Regia di Donato Carrisi vedi scheda film
Samantha Andretti è stata rapita una mattina d'inverno mentre andava a scuola. Quindici anni dopo, si risveglia in una stanza d'ospedale senza ricordare dove è stata né cosa le è accaduto in tutto quel tempo. Accanto a lei c'è un profiler, il dottor Green: sostiene che l'aiuterà a recuperare la memoria e che insieme cattureranno il mostro. Ma l'avverte che la caccia non avverrà là fuori, nel mondo reale. Bensì nella sua mente. Bruno Genko, invece, è un investigatore privato. Quindici anni prima è stato ingaggiato dai genitori di Samantha per ritrovare la figlia. Adesso che la ragazza è riapparsa, sente di avere un debito con lei e proverà a catturare l’uomo senza volto che l'ha rapita. Ma quella di Genko è anche una lotta contro il tempo: un medico gli ha detto che gli restano due mesi di vita. E, per uno scherzo del destino, quei due mesi sono scaduti proprio nel giorno in cui Samantha è tornata indietro dal buio. Chi giungerà prima alla verità: l'investigatore o il profiler? Ma siamo sicuri che, alla fine di tutto, ci sia un'unica verità? Questa, dopotutto, non è un'indagine come le altre: qualcuno ha un segreto, qualcuno sta mentendo. E da qualche parte, là fuori, c'è un labirinto pieno di porte. E dietro ognuna si nasconde un enigma, un inganno
Secondo lungometraggio per Carrisi che adatta un altro suo romanzo dopo La ragazza nella nebbia.
L’impianto del film è quello di un thriller psicologico che trova elementi in comune con il whodunit.
Partendo da un soggetto che avrebbe basi di interesse Carrisi distrugge quasi ogni cosa nel trattamento e nella stesura finale della sceneggiatura.
Lo sviluppo dell’intreccio è articolato in un montaggio alternato che segue le diverse "storie" che sono tutte collegate tra loro sul piano narrativo .Carrisi però sembra perdere il controllo o la misura del tutto e se le sue intenzioni erano di creare un rebus anche per lo spettatore oltre che per il protagonista ottiene invece come risultato quello di confondere e confondersi.
La messa in scena non aiuta e la regia è ambiziosa ma fallimentare: la MdP la maggior parte delle volte non trova i giusti movimenti o i giusti posizionamenti.
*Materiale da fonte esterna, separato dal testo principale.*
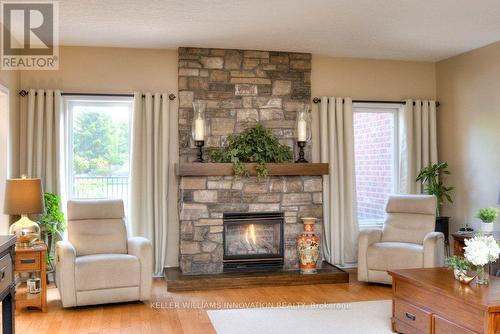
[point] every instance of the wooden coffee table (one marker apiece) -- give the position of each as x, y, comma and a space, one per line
430, 300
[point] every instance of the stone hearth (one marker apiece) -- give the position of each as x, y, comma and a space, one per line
203, 200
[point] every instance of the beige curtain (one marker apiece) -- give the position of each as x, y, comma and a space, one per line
340, 225
42, 139
418, 142
153, 187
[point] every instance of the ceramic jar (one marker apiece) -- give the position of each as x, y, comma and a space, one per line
308, 247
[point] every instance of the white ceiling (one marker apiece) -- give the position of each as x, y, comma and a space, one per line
425, 30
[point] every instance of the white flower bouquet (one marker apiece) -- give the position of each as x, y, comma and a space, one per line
480, 251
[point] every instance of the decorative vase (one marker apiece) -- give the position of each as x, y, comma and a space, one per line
463, 276
308, 247
487, 227
483, 276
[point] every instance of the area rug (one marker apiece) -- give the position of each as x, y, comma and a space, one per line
348, 318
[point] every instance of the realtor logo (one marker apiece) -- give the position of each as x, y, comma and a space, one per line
30, 38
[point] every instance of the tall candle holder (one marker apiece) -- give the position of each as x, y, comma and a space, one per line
303, 130
200, 128
301, 145
199, 144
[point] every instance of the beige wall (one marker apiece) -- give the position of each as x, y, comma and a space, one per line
108, 70
9, 135
369, 79
468, 87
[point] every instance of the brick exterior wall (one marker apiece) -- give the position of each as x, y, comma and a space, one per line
374, 154
241, 88
203, 200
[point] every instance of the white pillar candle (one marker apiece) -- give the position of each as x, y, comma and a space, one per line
199, 129
302, 130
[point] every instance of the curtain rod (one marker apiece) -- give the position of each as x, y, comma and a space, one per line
23, 93
318, 100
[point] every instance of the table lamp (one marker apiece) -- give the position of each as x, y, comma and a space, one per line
22, 197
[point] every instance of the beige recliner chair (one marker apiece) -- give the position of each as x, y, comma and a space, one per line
98, 264
407, 240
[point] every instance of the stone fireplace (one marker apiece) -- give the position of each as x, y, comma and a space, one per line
241, 88
205, 200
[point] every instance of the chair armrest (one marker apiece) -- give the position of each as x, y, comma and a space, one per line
366, 238
143, 250
434, 250
65, 272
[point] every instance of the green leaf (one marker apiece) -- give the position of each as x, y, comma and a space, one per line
256, 144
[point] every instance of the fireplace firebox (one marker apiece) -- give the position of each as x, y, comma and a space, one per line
253, 241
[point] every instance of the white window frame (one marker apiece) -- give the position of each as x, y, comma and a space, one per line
394, 109
68, 102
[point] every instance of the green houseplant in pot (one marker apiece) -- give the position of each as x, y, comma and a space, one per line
461, 268
431, 178
488, 217
257, 145
52, 225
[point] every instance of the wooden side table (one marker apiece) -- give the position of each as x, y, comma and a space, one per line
32, 260
7, 285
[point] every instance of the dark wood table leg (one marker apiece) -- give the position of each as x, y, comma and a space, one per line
8, 312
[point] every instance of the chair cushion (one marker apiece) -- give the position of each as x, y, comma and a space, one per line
105, 271
394, 255
97, 227
409, 218
419, 204
95, 209
407, 227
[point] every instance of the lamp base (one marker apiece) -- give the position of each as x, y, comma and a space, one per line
26, 232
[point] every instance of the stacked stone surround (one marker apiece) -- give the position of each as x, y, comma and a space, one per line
241, 88
203, 200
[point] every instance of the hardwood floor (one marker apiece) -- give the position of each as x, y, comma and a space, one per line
183, 312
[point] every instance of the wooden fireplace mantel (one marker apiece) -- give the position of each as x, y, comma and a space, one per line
275, 169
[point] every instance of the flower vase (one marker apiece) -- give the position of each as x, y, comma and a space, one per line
308, 247
487, 228
483, 275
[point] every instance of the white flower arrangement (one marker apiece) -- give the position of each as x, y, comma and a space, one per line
481, 250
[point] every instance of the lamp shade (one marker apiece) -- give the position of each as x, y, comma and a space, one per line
23, 196
498, 200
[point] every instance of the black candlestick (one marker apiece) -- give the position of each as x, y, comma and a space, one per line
301, 145
199, 144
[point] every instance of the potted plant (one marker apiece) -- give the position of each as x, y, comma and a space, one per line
461, 268
52, 225
258, 145
433, 185
488, 217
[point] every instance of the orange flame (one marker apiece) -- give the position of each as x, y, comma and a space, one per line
250, 236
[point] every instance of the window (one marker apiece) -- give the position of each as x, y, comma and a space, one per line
376, 159
99, 146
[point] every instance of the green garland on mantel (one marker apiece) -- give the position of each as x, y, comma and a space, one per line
258, 145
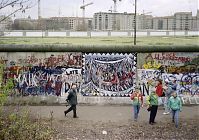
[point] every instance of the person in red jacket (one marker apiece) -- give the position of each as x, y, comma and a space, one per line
159, 88
137, 99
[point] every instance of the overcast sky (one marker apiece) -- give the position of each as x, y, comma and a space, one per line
51, 8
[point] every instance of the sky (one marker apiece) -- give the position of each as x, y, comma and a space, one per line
55, 8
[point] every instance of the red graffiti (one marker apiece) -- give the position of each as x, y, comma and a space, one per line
171, 56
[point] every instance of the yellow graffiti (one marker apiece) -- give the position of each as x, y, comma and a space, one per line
152, 65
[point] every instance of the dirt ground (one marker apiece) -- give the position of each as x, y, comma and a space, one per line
116, 123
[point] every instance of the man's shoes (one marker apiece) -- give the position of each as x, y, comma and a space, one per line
166, 113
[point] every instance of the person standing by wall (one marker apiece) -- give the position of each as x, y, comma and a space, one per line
152, 102
137, 98
159, 88
175, 104
72, 100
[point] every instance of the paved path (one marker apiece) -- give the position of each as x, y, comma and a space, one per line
109, 113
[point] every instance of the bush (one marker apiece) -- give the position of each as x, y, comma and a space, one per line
16, 123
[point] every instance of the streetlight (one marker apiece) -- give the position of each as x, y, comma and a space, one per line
135, 22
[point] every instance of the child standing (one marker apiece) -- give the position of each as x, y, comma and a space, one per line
175, 105
152, 102
137, 98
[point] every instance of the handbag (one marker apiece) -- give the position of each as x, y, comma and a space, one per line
149, 108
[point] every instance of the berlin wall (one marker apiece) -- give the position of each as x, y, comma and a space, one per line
100, 77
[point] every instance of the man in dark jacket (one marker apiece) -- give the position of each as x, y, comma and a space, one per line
72, 100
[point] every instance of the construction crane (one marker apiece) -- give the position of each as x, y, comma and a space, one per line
115, 5
143, 13
83, 8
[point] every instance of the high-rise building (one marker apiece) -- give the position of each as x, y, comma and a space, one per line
195, 21
183, 21
113, 21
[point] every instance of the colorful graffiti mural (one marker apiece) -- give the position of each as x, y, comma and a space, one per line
180, 67
109, 74
96, 74
187, 84
41, 73
174, 63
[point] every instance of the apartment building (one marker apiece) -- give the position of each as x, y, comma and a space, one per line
5, 24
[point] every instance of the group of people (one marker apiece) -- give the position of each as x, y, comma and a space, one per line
172, 103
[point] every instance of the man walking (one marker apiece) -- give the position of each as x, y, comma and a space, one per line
72, 100
175, 105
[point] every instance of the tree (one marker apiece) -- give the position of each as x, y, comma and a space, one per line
17, 6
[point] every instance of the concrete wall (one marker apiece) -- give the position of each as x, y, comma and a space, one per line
101, 77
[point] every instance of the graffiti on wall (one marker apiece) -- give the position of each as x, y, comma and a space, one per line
108, 74
171, 62
42, 73
187, 84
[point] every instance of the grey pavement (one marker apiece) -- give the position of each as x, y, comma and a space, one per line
109, 113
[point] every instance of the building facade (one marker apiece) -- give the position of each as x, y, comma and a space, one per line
54, 23
5, 24
125, 21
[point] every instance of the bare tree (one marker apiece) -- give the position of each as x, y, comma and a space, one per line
17, 6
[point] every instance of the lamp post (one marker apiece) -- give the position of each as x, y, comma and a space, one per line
135, 22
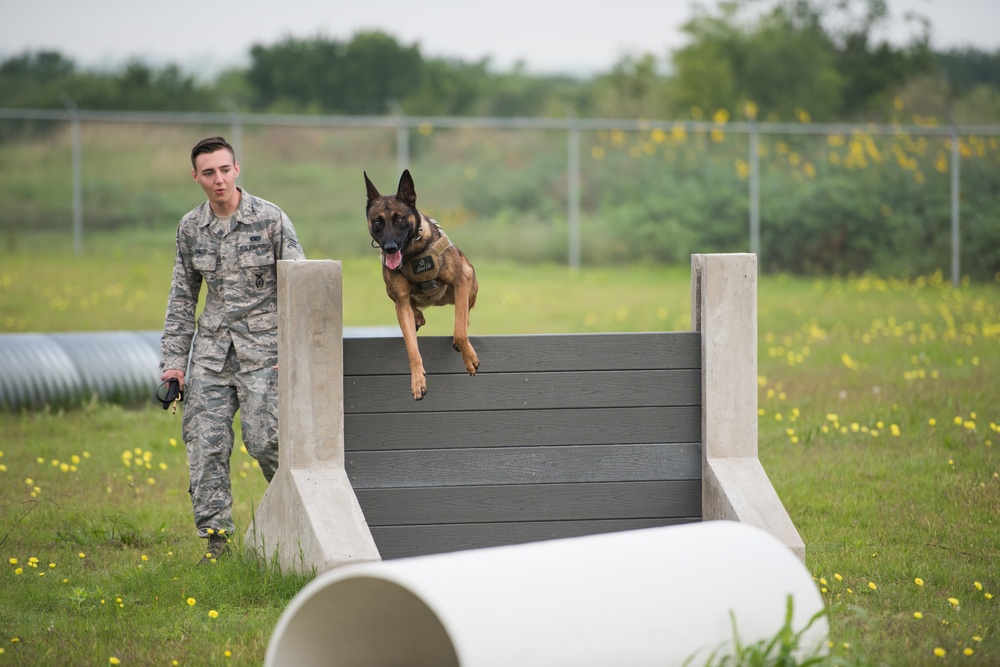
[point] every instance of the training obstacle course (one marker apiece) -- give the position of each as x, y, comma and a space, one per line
558, 435
561, 507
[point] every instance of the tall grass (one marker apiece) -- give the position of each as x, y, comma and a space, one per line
878, 427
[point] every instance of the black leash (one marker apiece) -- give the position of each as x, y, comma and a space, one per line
173, 394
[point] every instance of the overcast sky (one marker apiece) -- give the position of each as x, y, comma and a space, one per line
546, 35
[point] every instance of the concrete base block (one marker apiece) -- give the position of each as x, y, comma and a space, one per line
734, 484
309, 518
738, 489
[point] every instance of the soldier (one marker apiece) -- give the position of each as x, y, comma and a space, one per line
231, 243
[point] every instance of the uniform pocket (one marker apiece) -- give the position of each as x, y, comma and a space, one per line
262, 322
204, 260
255, 249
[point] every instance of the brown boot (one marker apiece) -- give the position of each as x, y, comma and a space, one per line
217, 546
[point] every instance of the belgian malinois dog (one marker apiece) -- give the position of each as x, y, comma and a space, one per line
420, 267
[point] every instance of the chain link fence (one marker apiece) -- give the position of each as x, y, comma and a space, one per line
808, 198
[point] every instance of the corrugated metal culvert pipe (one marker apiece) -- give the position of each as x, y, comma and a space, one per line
65, 369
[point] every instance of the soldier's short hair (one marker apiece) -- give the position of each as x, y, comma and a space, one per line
210, 145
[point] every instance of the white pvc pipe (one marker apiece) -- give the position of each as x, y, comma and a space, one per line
657, 596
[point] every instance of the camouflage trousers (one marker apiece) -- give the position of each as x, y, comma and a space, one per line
211, 400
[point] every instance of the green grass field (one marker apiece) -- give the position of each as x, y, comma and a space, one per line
878, 427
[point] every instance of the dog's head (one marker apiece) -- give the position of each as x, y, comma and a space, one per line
392, 219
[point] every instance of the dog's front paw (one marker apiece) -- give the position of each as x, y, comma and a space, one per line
418, 385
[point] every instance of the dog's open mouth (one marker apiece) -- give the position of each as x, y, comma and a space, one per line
393, 260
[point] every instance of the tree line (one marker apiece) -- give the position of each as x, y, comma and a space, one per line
783, 60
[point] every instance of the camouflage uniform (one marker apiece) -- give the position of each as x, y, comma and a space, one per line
236, 349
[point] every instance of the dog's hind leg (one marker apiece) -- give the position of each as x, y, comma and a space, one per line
465, 295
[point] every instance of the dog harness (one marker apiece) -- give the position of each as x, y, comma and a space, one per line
423, 269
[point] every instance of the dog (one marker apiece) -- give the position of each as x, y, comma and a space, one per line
421, 268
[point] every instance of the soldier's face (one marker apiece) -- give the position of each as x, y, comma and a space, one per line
216, 174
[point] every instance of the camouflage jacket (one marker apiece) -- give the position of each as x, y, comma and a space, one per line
238, 263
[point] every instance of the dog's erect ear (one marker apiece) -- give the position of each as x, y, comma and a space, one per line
372, 190
406, 193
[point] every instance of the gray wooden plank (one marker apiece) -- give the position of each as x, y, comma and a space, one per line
523, 465
541, 352
530, 502
524, 391
406, 541
501, 428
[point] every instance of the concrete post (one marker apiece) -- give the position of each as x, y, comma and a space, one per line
309, 518
734, 484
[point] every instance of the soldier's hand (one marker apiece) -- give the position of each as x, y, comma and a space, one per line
173, 374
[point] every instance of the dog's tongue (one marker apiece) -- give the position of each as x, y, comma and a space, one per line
393, 260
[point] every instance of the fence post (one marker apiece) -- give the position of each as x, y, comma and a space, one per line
573, 192
74, 114
402, 136
955, 209
236, 130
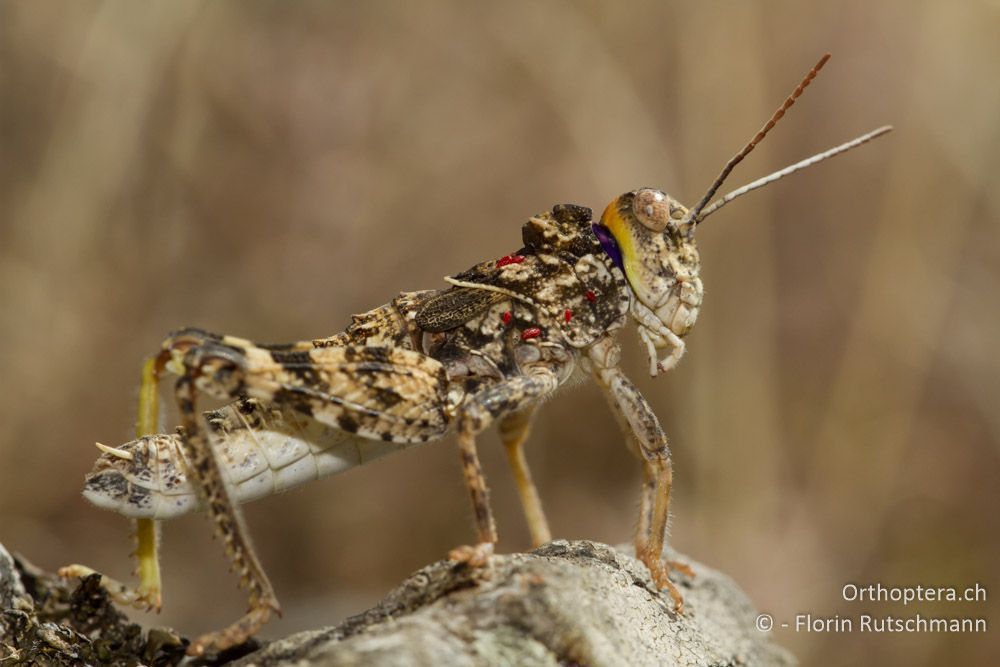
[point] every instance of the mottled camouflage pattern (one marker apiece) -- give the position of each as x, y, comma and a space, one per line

Alcuni scelte, come le sequenze in auto del protagonista in quei stradoni lunghi e dritti (ma che città sono??) sono mal realizzate oppure i flash allucinati (?) del protagonista non trovano ne senso logico ne efficacia espositiva arrivando quasi al trash.
Il protagonista intrepretato da Toni Servillo possiede alcuni stilemi del noir nella sua solitudine senza speranza di salvezza. Una prova attoriale da parte di Servillo non sempre misurata e con qualche eccesso ma nel complesso decente. Penso che qualcuno della produzione abbia rapito un parente di Dustin Hoffman per costringerlo a recitare in questo film. Brutta prova per il resto del cast, “miglior peggiore”: Valentina Bellè.
C’è ben poco che funziona ne “L’uomo del labirinto”,il ritmo in realtà non è male ma quando sembra che stia per ingranare inesorabilmente frana su se stesso, si incarta in una diegesi mal articolata nella scrittura e nell’ impianto registico ricco di lacune tecniche,con una cattiva direzione degli attori e una punta di presunzione.